Four top European leaders hold talks Monday on the future of the European Union, at a time when it faces multiple crises that are sparking doubts about its very existence.
Hosted by French President Francois Hollande at the iconic Versailles palace outside Paris, the dinner meeting that brings together German, Italian and Spanish leaders comes amid heated discussion about how to move forward the deeply troubled European Union in the face of Brexit, rising nationalism and an EU-skeptic Trump administration in Washington.
Those issues will be hashed out during a broader EU summit March 25, coinciding with the 60th anniversary of the Rome Treaty that lay the now-crumbling foundations for the future bloc.
“The EU is in a very dangerous situation.It could collapse,” said analyst Philippe Moreau Defarges, of the French Institute for International Relations, in Paris, echoing the concerns of a number of other experts and politicians.
Last week, European Commission President Jean-Claude Juncker offered a framework for the broader European discussions, laying out five possible paths for the 28-member bloc, soon to be 27, with the departure of Britain. They range from even tighter integration, to the idea of a “multi-speed” Europe, with groups of “willing” countries moving ahead in specific areas like defense.
Yet like many other issues, EU members cannot agree on the options, and the limited-attendance Versailles meeting may not have much impact. All four leaders are in a weakened position, starting with host Hollande, who has only weeks left in his presidency.
“It’s not a political meeting, it’s a sentimental and emotional meeting to say, ‘This European Union is very important and we must save it,” Defarges said. “Even if they agree on something practical, they don’t have the capacity to implement it.”
In Brussels, the two EU leaders also are in a fragile position.European Council President Donald Tusk’s bid for a second term this spring is opposed by his own Polish government, although many member states support it.
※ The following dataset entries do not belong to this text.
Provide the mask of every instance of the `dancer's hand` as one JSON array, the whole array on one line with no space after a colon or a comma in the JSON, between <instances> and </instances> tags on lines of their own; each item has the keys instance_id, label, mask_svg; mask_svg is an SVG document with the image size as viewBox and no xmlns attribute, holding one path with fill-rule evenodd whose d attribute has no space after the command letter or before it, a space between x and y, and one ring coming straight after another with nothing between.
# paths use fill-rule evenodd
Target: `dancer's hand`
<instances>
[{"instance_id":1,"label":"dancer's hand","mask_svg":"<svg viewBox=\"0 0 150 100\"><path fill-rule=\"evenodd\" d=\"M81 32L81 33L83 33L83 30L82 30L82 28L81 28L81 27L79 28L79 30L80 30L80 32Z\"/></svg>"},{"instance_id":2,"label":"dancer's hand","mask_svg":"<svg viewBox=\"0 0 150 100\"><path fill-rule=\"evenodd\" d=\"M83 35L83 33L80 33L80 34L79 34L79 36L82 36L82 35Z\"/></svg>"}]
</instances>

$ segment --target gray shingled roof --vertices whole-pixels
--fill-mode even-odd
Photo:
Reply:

Jean Claude Juncker, who heads the EU executive arm, says he will step down in 2019.
Speaking to the European Parliament last week, Juncker urged governments to “stop Brussels-bashing, stop EU-bashing.”
But doing so may prove challenging, and the bloc's problems may deepen depending on the outcome of key elections in several member states.
Populism a threat
In France and the Netherlands, far-right, anti-EU parties are leading in the polls. The results are particularly crucial when it comes to France, whose post-war coal and steel pact with Germany lay the foundations for the future bloc.
Far-right National Front head Marine Le Pen, favored to win the first round of French presidential elections in April, calls for renegotiating France’s relationship with the EU and holding a "Frexit" referendum if that fails.
In the Netherlands, far-right candidate Geert Wilders has pledged to leave the euro and the EU. Both populists favor closing their national borders and rejecting the kinds of global trade agreements the EU supports.
One of the top EU champions, Germany’s Chancellor Angela Merkel, also faces rising populism and a tough election year, although her key Social Democratic rival, Martin Schulz, is the former EU parliament head and also pro-Europe.
Within the bloc, there are also deep divisions over what kinds of reforms are needed. Several Eastern European and Balkan nations oppose creating a "multi-speed" Europe, fearing they will be left behind.
“We categorically declare ourselves against the creation of the so-called core of Europe and the rest, the periphery,” Bulgaria’s interim Deputy Prime Minister Denitsa Zlateva said last week.
The four leaders meeting in Versailles support the concept.
“There needs to be a multi-speed Europe,” agreed analyst Moreau Defarges, offering the example of the euro currency, embraced by some but not all EU members. “The problem is are these four countries able to create a European hard core? My feeling is no.”
Whatever reforms EU members do agreed on will inevitably take time.Juncker has set out a starting calendar of 2019, by which time Britain presumably will have quit the bloc. That is too slow, some say.
Europe “needs to go much more quickly and much more strongly,” Guillaume Klossa, founder of Europa Novaa think-tank told France’s Journal du Dimanche.
What kind of deal the EU strikes with Britain will also be key. A so-called ‘hard Brexit’ without any trade deal between the two sides, would be deeply damaging, many say.
“It would be a disaster,” Moreau Defarges said, “for the European Union and for Britain.